Monday, March 18, 2013
Brainless Politics. The Cyprus Example and Others
Reading about events in Cyprus reminded me once again about the weird illogical aspect of so much politics. Stuff, where you have to put your brain away to keep going.
The list can be very long but these are the items that I could think of right away:
1. The United States spends humongous amounts of money on its military, more than the next ten (or more) biggest spenders put together. Yet that military spending is a Holy Cow for both parties, pretty much, whereas this country of great riches cannot afford health care for the poor or retirement for anyone below the one percent. A related Holy Cow is that the contributions to social security must remain regressive so that the burden is mostly on those who have lower incomes.

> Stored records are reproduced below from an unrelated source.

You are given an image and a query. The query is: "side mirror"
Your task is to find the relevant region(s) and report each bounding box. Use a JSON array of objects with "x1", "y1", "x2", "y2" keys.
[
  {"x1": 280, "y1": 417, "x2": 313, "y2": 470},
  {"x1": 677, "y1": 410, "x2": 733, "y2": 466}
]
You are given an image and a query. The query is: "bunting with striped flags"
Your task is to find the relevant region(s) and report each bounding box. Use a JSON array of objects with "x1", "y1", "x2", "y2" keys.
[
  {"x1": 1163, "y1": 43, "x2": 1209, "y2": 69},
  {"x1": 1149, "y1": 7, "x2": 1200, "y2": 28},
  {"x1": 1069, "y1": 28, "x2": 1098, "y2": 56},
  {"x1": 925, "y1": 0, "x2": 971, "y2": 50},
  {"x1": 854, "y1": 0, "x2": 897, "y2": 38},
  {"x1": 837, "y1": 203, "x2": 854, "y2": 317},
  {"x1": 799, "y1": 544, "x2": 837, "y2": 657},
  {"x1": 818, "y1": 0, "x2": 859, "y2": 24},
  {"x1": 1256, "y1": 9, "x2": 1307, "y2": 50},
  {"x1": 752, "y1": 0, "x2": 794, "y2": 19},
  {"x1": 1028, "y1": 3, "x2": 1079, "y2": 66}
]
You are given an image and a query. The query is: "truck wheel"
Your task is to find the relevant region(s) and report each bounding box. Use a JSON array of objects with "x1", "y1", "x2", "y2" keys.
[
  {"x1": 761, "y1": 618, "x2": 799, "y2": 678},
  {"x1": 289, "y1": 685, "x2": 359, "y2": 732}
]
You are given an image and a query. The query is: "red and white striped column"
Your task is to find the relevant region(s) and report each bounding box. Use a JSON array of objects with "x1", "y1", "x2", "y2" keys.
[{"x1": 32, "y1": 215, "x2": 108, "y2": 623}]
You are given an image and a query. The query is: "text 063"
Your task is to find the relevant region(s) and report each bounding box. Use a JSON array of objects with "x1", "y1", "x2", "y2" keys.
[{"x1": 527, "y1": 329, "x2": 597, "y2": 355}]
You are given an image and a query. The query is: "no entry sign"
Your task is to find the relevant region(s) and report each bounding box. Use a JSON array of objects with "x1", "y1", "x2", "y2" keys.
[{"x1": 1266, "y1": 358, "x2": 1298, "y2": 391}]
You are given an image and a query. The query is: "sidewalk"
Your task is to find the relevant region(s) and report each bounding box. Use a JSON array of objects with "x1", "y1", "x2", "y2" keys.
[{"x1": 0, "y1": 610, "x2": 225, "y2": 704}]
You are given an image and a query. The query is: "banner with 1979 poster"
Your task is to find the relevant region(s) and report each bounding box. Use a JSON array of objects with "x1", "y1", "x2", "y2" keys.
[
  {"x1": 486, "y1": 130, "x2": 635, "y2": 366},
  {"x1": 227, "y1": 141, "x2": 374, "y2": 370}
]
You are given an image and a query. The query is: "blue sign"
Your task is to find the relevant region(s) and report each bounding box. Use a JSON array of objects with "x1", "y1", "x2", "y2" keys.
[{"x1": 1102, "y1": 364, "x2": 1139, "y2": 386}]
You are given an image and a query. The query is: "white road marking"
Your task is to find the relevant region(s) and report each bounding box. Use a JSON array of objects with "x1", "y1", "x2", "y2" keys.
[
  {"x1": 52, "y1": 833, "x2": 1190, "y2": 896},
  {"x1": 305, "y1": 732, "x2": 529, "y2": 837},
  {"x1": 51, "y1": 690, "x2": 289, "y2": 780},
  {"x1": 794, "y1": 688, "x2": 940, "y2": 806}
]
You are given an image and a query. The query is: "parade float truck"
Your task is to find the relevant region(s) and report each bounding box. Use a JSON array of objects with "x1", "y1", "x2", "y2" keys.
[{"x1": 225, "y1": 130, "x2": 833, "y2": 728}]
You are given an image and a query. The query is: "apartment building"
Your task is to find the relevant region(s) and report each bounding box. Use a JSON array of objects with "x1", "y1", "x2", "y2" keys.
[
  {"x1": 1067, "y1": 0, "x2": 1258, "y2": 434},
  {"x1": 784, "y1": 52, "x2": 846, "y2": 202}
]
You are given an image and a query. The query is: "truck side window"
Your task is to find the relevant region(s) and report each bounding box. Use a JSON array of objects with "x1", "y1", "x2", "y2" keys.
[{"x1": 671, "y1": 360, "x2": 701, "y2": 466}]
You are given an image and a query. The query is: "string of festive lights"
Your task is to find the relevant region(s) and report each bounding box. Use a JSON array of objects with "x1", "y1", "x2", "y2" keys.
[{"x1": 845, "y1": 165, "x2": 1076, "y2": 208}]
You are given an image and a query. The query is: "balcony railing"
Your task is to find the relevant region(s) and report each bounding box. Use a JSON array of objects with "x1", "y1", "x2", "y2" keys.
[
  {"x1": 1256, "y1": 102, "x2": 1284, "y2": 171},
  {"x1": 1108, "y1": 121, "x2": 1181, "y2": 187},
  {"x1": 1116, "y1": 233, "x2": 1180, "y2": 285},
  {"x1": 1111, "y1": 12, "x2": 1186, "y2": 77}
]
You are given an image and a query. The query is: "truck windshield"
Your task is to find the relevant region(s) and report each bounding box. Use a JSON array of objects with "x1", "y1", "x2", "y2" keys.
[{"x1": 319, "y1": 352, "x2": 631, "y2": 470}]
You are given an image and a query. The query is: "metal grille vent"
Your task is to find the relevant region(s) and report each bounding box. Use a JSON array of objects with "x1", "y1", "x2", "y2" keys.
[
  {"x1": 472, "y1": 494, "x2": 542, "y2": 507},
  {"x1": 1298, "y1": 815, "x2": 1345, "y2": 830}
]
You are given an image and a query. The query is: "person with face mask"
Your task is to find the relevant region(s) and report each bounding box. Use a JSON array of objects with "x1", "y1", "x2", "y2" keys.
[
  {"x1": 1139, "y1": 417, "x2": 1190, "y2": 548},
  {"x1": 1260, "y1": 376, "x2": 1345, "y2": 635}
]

2. The largest funder of Islamic terrorism is Saudi Arabia. And Saudi funding of mosques and schools and such in other countries comes with a link to an extreme form of Islam, the form which spreads the kind of thought basis from which terrorism can grow: An extreme one. Yet George Bush responded to the 911 attacks by attacking Iraq, pretty much, and we pretend to ignore the Saudi influence here because it's the largest oil producer.
For similar reasons, the extreme sex segregation and oppression of women in Saudi Arabia is not really addressed. The West wants the oil, not fairness and justice without the oil.
3. The whole financial markets sausage. Those who prepared the poisonous sausage and served it to the rest of us really did not get punished at all. They got bailouts and high bonuses and are largely back in the saddle. Those who ate that poisonous sausage, not knowing any better, are punished, however.
Indeed, the remedies the government had adopted seem to be going to those who should have gotten the punishments, not more money.
4. This whole silly "equal sacrifice" bullshit. The sacrifice is not equal if we demand equal monetary sacrifices from the very poor and the billionaires, or larger sacrifices from those with lower incomes. In the former case, the billionaires hardly feel the sting whereas the lives of the poor are destroyed, and in the latter case (which seems more realistic) those in power can make more money from the so-called sacrifices by gaming the system again.
Now add to this the collapse of the ethical base for the sacrifice. In Cyprus, people who acted the way that was assumed to good and careful, by saving and by not spending, by acting responsibly rather than by gaming the market, those are the people who are now made to pay for the fun others had. It is irrelevant if the real target of the saving taxes is the Russian savings in Cyprus. The sacrifice demanded will be greater on the poor and it makes no difference how ethically one may have acted.
Then, of course, freezing the bank deposits in Cyprus so that the tax can be applied to all is the same as telling people in Spain, Greece and other similar countries to do a run on the banks. Which is truly an odd thing to want to initiate.